Hubert a débarqué, il y a deux albums, dans une boite où toutes les angoisses liées au travail sont concentrées. Secondé par le placide James, Hubert rencontre un patron obsédé par les chiffres et des employés à la merci des idées farfelues de management.
Le rire est jaune mais réel. L'auteur suit l'actualité des entreprises et se moque d'elle avec ses animaux coincés dans leur open space. Ils imitent parfaitement les petites absurdités du monde de l'entreprise.Dans ce troisième épisode, la crise a frappé de plein fouet.
Tout le monde en parle. Le patron craint pour sa carrière tout comme ses ouailles, largués par les réactions de la rédaction. Pour l'occasion, arrive une équipe de télévision. Cela permet à James, excellent dessinateur de croquer la gestion de la crise par les médias et bien entendu les entreprises.

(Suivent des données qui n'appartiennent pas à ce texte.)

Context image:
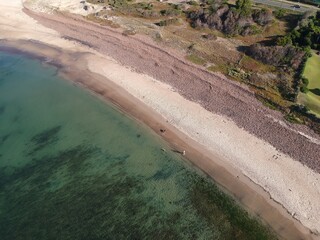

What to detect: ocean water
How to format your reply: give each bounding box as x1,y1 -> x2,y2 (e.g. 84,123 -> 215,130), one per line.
0,52 -> 275,240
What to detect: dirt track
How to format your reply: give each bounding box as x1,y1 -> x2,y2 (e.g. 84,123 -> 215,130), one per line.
25,10 -> 320,173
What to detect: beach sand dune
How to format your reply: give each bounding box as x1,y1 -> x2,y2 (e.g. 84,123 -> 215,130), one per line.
0,0 -> 320,237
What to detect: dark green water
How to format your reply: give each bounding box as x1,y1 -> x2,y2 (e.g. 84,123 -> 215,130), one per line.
0,53 -> 274,240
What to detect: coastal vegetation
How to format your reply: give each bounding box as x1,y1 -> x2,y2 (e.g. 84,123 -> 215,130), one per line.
83,0 -> 320,132
298,52 -> 320,117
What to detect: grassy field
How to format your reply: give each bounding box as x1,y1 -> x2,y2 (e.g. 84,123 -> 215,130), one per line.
299,53 -> 320,116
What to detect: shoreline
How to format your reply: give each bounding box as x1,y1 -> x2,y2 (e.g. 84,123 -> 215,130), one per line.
0,0 -> 316,239
0,39 -> 317,239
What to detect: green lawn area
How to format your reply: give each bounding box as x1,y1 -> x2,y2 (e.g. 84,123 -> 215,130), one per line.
298,53 -> 320,116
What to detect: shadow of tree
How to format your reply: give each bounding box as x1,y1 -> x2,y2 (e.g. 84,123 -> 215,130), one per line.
309,88 -> 320,96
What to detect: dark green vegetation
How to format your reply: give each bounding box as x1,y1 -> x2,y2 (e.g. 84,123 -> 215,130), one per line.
188,0 -> 273,36
277,12 -> 320,50
289,0 -> 320,7
0,54 -> 276,240
83,0 -> 320,133
247,9 -> 320,133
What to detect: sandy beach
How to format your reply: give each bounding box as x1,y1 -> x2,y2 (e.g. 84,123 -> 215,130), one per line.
0,0 -> 320,239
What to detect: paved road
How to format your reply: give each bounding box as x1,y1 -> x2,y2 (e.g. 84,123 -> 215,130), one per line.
253,0 -> 315,12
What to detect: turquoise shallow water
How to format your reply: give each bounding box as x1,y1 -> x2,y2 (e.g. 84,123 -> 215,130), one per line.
0,50 -> 274,240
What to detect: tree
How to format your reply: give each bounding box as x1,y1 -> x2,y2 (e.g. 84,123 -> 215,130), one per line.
236,0 -> 252,17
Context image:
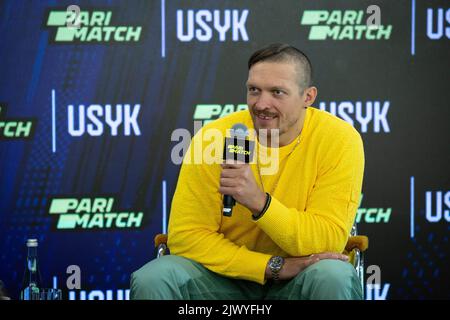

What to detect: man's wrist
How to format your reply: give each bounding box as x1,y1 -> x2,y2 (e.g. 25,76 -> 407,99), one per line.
252,192 -> 272,220
249,192 -> 267,216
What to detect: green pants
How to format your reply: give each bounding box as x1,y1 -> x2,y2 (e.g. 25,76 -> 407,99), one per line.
130,255 -> 363,300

Ca ne devrait pas trop plaire au Medef, mais il taquine les tâtonnements du capitalisme et les réactions les plus mesquines. Il n'y a pas que les responsables qui trinquent. Les salariés sont aussi des ahuris qui en prennent pour leur grade.
Au fil des saynètes, James dépeint le masochisme qui existe dans le monde du travail. Le dessin est rythmé et le cadre des six vignettes affiche une grande efficacité. Les animaux singent parfaitement les hommes.
Le rire est salvateur. On s'étonne de voir James coller au tant à l'actualité et la réalité. Il nous fait rire de choses franchement anxiogènes. L'éthique, le chômage, le stress, tout y passe. C'est plus drôle qu'un documentaire ou une enquête de journalistes.
Satirique, on retrouve l'esprit des dessins de presse mais la forme change. C'est la différence. Toute ressemblance avec la réalité n'est pas fortuite. Au fil des tomes, on s'attache à cette équipe de bras cassés, coincés dans une vie de chien.